Fernando Alonso said he needed a new challenge when he left Renault last year and the double world champion has found it several times over in McLaren teammate Lewis Hamilton.
Hamilton, the 22-year-old Briton who has taken Formula One by storm in his rookie season, collected his second win in a row at Sunday's US Grand Prix in Indianapolis to go 10 points clear of the Spaniard after seven races.
British bookmakers have him as favourite to win the championship.
This was not the script the Spaniard envisaged when he arrived at McLaren as the knight in shining armour, the man to take on Ferrari and Renault and lead them back to the top after a barren year.

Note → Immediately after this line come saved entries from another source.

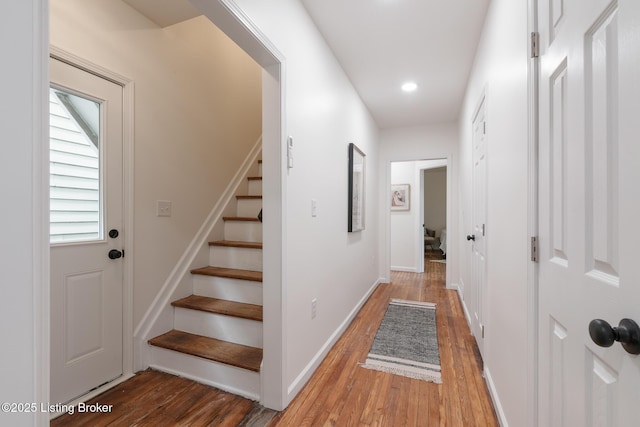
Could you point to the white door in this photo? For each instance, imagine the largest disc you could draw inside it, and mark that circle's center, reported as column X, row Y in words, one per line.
column 589, row 201
column 479, row 216
column 86, row 207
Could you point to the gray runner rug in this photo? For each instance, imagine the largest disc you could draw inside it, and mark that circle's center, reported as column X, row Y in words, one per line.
column 407, row 342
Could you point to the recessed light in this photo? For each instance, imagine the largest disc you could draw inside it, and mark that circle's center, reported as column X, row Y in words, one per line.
column 409, row 87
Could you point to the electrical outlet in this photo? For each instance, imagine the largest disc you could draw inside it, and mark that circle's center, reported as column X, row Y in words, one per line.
column 163, row 208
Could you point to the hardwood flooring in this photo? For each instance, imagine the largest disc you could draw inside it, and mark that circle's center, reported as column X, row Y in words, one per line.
column 340, row 393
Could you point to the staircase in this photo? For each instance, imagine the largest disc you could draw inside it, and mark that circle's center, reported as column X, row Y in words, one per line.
column 217, row 335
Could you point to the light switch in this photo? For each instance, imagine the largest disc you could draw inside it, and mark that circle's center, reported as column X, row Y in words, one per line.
column 163, row 208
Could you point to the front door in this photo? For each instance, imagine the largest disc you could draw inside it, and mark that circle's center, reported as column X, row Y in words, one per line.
column 479, row 216
column 86, row 231
column 589, row 204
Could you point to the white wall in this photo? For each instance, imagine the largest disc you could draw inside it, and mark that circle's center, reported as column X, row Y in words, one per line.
column 437, row 141
column 501, row 71
column 323, row 260
column 24, row 252
column 197, row 115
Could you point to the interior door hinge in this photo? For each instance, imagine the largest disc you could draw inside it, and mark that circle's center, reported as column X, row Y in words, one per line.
column 534, row 249
column 535, row 44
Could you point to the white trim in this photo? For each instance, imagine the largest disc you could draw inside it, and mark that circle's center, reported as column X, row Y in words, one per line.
column 532, row 220
column 502, row 418
column 307, row 372
column 452, row 233
column 182, row 269
column 40, row 214
column 91, row 394
column 408, row 269
column 464, row 306
column 128, row 110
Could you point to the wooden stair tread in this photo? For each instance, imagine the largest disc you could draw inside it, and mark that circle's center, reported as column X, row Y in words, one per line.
column 220, row 306
column 231, row 273
column 241, row 218
column 236, row 244
column 237, row 355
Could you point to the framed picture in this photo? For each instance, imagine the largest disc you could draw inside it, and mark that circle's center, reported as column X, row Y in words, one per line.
column 356, row 188
column 400, row 197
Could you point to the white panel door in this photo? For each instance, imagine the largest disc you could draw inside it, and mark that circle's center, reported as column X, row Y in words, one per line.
column 479, row 216
column 589, row 201
column 86, row 205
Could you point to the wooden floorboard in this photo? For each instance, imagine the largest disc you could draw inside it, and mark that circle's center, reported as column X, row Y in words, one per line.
column 340, row 393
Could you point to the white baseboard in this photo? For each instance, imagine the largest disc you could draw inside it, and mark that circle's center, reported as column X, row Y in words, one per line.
column 407, row 269
column 308, row 371
column 502, row 419
column 464, row 307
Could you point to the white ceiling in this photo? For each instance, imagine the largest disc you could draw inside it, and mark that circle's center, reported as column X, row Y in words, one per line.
column 381, row 44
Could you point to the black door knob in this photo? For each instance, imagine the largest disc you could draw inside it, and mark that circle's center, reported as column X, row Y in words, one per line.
column 115, row 254
column 627, row 333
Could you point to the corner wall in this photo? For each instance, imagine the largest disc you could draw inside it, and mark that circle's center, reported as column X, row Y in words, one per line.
column 24, row 254
column 197, row 115
column 322, row 260
column 500, row 72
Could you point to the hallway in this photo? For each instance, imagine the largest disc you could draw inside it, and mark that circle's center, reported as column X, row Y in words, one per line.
column 340, row 393
column 343, row 394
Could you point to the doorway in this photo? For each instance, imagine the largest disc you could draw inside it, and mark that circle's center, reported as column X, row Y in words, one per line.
column 86, row 230
column 418, row 212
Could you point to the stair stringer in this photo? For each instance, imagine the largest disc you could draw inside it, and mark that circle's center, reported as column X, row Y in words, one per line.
column 159, row 317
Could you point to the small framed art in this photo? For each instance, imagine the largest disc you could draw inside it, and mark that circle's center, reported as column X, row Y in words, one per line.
column 400, row 197
column 356, row 189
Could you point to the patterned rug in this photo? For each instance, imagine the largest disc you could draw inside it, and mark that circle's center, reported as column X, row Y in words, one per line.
column 407, row 342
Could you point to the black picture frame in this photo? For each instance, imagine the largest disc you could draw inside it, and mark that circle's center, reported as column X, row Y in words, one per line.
column 356, row 211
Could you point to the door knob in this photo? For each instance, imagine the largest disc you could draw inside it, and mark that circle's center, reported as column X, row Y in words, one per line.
column 627, row 333
column 115, row 254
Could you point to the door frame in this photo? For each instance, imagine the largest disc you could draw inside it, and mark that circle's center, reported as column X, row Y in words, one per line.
column 479, row 301
column 533, row 76
column 127, row 86
column 452, row 245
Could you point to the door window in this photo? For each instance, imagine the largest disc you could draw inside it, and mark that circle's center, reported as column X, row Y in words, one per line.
column 75, row 175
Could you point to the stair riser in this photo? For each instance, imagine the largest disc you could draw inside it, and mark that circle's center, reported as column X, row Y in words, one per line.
column 229, row 378
column 249, row 207
column 226, row 328
column 239, row 258
column 255, row 187
column 228, row 289
column 243, row 231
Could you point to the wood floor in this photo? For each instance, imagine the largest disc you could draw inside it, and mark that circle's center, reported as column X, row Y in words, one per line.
column 340, row 393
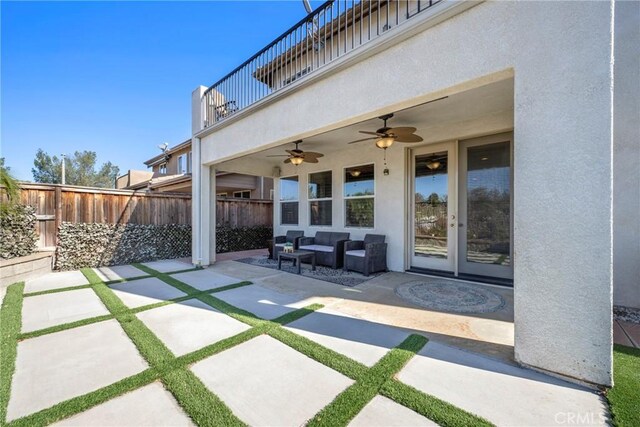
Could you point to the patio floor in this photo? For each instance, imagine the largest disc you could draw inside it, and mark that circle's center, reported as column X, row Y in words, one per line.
column 175, row 347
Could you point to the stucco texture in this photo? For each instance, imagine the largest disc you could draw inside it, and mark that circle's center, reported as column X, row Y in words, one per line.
column 559, row 55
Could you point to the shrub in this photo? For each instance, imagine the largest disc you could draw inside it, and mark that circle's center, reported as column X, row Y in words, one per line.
column 18, row 235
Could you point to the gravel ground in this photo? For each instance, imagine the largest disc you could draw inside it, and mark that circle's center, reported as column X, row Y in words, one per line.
column 626, row 314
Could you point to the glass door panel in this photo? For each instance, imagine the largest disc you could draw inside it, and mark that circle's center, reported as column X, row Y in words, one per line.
column 432, row 243
column 485, row 228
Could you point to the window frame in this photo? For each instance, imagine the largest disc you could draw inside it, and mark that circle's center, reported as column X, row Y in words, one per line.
column 280, row 201
column 322, row 199
column 346, row 198
column 241, row 192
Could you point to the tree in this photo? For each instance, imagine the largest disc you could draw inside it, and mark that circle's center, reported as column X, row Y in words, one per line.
column 8, row 182
column 80, row 170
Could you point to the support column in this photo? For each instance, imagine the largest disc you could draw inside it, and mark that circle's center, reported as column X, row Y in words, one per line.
column 196, row 179
column 562, row 200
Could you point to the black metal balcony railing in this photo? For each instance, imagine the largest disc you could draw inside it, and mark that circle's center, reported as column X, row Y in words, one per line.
column 331, row 31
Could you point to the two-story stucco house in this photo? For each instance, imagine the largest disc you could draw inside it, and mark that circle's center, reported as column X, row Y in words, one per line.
column 501, row 146
column 171, row 171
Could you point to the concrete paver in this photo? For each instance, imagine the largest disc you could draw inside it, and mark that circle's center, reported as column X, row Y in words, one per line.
column 56, row 280
column 358, row 339
column 265, row 382
column 145, row 291
column 631, row 330
column 205, row 279
column 168, row 265
column 263, row 302
column 190, row 325
column 42, row 311
column 502, row 393
column 383, row 412
column 134, row 409
column 56, row 367
column 118, row 272
column 620, row 336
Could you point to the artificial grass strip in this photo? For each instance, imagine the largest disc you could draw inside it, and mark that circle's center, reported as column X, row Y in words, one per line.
column 11, row 321
column 439, row 411
column 336, row 361
column 220, row 346
column 64, row 327
column 84, row 322
column 222, row 306
column 204, row 408
column 624, row 396
column 80, row 404
column 201, row 405
column 351, row 401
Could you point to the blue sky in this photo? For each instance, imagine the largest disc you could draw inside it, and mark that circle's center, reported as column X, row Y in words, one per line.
column 116, row 77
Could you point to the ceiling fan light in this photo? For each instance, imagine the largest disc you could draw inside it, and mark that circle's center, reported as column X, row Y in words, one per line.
column 385, row 142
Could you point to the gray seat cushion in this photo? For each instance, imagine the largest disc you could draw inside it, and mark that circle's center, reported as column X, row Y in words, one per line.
column 317, row 248
column 356, row 252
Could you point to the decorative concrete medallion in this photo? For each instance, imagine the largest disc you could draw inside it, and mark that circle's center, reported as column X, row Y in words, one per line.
column 451, row 296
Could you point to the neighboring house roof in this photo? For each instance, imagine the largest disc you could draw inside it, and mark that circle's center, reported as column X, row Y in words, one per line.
column 162, row 157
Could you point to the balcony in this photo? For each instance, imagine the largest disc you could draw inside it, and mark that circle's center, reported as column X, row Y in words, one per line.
column 335, row 29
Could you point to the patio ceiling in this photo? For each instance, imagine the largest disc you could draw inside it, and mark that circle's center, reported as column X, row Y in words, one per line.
column 434, row 121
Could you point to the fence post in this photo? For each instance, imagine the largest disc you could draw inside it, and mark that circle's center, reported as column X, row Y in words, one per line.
column 58, row 211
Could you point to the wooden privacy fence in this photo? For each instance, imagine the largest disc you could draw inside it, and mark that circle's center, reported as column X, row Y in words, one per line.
column 56, row 203
column 236, row 213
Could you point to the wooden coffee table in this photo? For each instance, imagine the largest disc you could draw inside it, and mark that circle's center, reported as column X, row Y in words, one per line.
column 297, row 257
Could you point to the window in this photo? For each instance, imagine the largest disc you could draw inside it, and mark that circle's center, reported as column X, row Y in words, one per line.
column 182, row 163
column 289, row 200
column 359, row 196
column 320, row 205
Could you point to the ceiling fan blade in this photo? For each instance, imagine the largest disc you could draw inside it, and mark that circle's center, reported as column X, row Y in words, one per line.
column 434, row 100
column 363, row 139
column 311, row 154
column 409, row 138
column 402, row 130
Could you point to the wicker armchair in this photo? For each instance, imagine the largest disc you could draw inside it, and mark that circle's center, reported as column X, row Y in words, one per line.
column 366, row 256
column 292, row 236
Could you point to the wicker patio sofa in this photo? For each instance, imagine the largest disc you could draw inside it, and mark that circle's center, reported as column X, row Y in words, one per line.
column 328, row 247
column 366, row 256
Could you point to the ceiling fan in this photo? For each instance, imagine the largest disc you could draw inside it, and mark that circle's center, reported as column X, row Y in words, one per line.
column 386, row 136
column 297, row 156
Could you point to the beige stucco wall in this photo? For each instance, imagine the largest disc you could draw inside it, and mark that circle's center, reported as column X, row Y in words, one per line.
column 559, row 54
column 626, row 156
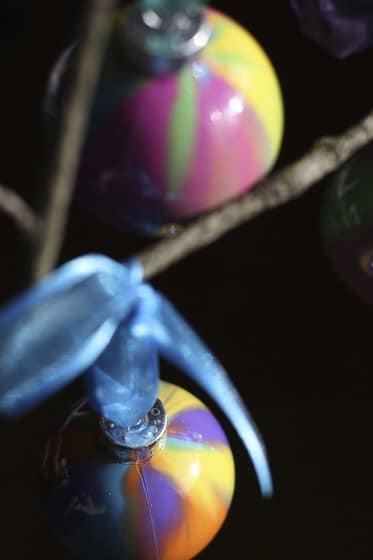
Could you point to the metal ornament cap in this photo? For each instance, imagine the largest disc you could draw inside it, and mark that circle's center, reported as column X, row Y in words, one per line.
column 161, row 38
column 144, row 434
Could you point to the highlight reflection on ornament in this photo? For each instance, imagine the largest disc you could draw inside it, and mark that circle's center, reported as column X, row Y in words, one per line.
column 347, row 223
column 167, row 506
column 168, row 141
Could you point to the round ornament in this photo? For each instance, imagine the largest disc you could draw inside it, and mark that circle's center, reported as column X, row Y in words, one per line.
column 188, row 114
column 111, row 498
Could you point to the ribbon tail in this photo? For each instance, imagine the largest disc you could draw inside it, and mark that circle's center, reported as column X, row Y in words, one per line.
column 180, row 344
column 58, row 328
column 124, row 382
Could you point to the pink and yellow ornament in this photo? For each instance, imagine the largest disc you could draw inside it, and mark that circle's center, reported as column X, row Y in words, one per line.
column 164, row 148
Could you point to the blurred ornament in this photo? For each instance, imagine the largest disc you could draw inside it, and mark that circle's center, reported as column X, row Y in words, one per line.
column 342, row 27
column 188, row 115
column 163, row 501
column 131, row 476
column 347, row 223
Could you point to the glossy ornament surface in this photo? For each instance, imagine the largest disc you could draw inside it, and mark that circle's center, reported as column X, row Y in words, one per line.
column 347, row 223
column 165, row 147
column 166, row 505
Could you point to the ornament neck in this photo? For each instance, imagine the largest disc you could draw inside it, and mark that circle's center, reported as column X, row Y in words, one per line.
column 161, row 37
column 138, row 442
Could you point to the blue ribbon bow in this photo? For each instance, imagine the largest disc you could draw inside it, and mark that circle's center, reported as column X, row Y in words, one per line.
column 98, row 316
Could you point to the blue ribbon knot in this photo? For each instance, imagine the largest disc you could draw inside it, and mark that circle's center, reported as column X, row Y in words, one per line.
column 97, row 316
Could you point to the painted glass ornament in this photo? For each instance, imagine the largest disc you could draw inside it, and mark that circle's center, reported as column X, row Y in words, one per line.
column 138, row 442
column 341, row 27
column 188, row 115
column 347, row 223
column 167, row 504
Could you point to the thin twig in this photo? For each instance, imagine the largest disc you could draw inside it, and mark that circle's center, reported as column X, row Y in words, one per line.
column 74, row 124
column 18, row 210
column 326, row 156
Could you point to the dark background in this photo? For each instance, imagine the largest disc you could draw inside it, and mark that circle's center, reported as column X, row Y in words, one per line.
column 296, row 343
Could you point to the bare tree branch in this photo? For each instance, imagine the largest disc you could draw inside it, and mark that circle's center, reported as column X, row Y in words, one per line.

"I think it has been a surprise for me and a surprise for everybody, to see him doing so well," Alonso said after finishing second on Sunday.
"But you know, I have big confidence. We have only done seven races, 10 to go."
Alonso, who only last month said he was more worried by Ferrari's pace than by Hamilton, will need to call on all his reserves because the rookie is now the biggest obstacle to his hopes of back-to-back titles with different teams.
Indianapolis served up a real tussle between the teammates with Alonso and Hamilton dicing at the start and then running wheel to wheel down the straight midway through the race at around 300 kph.
Ferrari's Brazilian Felipe Massa, third overall, is now 19 points off the lead while team mate Kimi Raikkonen is fourth and 26 behind Hamilton -- requiring a comeback of epic proportions for the Finn to take the title.
A private duel is emerging, one in which McLaren treat both their drivers as equals while doing their best to prevent open warfare from breaking out.
Alonso has never been in this situation before with a teammate and the strains are plain to see, with the Spaniard showing evident frustration in Sunday's race in Hamilton's slipstream.
Whatever happens in the next round in France on July 1, Hamilton will start his home British Grand Prix a week later on top of the championship on points at least and as clear favourite for Silverstone.
The Briton is beating the Spaniard at his own game, a model of consistency who has been on the podium in every race.
Hamilton won in both Montreal and Indianapolis, despite never having raced there before, and is completely familiar with the European tracks ahead.
His confidence is growing by the day.